We've got questions to ask before farmers sell their carbon, because some of those questions that Fiona and Cam have raised are really relevant just in terms of, yes, we have got carbon accumulating, but what are some of the things you need to think about before a sign on the dotted line? And there's been a lot of deep thought over this over the last 20 years with various pilots and programs, so that questions to ask before you sell carbon is basically just a bit of a kitchen table guide for those that have already gone through there and the questions they've run through.

And the other bit, Heather was just a plug for those that are involved in giving advice on carbon or emissions on farms. We're looking at setting up a community of practitioners to help us compare notes about how this is done and explained from a whole of farm context for farmers. So if you're interested, there's an email address there, action plan pilot at agriculture.

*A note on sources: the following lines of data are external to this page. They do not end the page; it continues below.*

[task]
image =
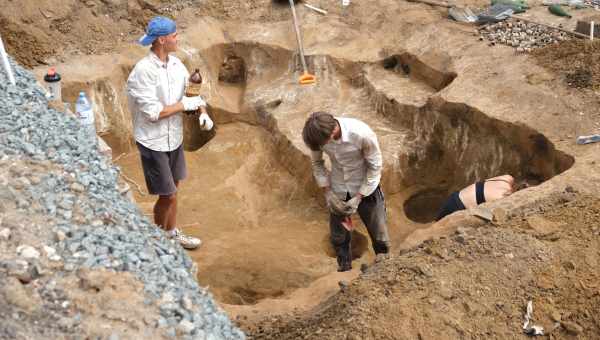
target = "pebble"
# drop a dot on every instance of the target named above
(186, 327)
(28, 252)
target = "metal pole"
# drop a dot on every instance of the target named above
(7, 68)
(298, 37)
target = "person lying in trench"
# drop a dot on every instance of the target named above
(353, 184)
(489, 190)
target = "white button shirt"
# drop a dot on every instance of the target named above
(152, 85)
(356, 160)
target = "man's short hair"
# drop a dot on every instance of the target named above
(317, 129)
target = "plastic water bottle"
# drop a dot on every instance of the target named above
(52, 79)
(84, 112)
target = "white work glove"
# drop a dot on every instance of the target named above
(205, 122)
(192, 103)
(336, 206)
(352, 205)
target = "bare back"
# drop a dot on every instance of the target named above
(493, 189)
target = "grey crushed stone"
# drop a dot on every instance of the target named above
(95, 225)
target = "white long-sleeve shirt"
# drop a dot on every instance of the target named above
(152, 85)
(356, 160)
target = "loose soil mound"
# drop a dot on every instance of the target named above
(474, 284)
(575, 60)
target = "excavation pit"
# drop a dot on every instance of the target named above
(249, 194)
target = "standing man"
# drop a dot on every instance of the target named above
(353, 183)
(155, 93)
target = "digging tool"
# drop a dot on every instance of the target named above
(306, 78)
(7, 68)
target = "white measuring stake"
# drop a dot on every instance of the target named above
(7, 68)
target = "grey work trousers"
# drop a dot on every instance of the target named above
(373, 214)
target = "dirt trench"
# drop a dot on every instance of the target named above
(250, 195)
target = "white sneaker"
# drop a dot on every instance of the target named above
(187, 242)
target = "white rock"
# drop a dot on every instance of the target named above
(186, 327)
(49, 251)
(28, 252)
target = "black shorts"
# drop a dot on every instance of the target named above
(162, 169)
(451, 205)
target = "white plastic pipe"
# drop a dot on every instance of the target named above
(7, 68)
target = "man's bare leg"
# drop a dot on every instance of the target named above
(172, 214)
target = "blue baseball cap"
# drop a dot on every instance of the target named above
(157, 27)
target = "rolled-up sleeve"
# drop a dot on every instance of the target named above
(374, 161)
(319, 170)
(141, 86)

But if I can, Heather, I'd just like to thank Cam and Fiona for a fantastic presentation. I remember meeting them when the Bellarine Tree Planting Group, so that was before there were land care groups. And you've done a tremendous amount of land care work down there and what you've done on your own property, and then doubled production. You've got a beautiful farm that's well-sheltered, 130 species of birds that are calling it home. It's actually a nice place for actually you to drive around and work in, which is really important, but what's not that common is having such good records and data over that journey. So really congratulate you on the discipline you've applied to do that over time. So we just really appreciate you sharing that story to a wider audience.

Heather Field:

Thanks, Graham. No, what a fantastic webinar. We've had such great questions come in and even though we haven't been able to get to them all today, they're really good for us to see what those questions are, because we need to know what the questions are that are coming in from you all. So we will try and attempt to get some responses out to some of those over the coming weeks, but also just want to thank Fiona and Cam for their time today and great presentation. It's always good to see and hear what farmers are doing on the ground and some really great insights that you've shared today.

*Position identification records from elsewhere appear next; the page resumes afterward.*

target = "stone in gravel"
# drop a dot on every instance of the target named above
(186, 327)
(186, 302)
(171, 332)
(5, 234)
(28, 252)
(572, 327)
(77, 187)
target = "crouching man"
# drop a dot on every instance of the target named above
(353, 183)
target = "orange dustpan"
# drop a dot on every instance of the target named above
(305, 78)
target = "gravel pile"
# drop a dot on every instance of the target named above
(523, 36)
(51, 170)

Just a reminder to everyone, there is a little survey that will pop up on your screen when you do close out. And we have had really good interests, we've had about 150 people on online today, so appreciate your time in tuning in and providing your feedback and your questions. And we have recorded today's webinar, so if you do need to catch up and have another listen, we will be circulating that out to you all in the coming days. So thank you, Fiona and Cam, if you're still there.

Cam Nicholson:

Yep.

Fiona Conroy:

Yep.

Heather Field:

Excellent. Thank you for your presentation today. Great feedback coming in on the chat box and lots of people thanking you for your time today.

Cam Nicholson:

Pleasure, Heather.

Fiona Conroy:

No, thank you everyone.

Heather Field:

Thanks, everyone. And have a good afternoon.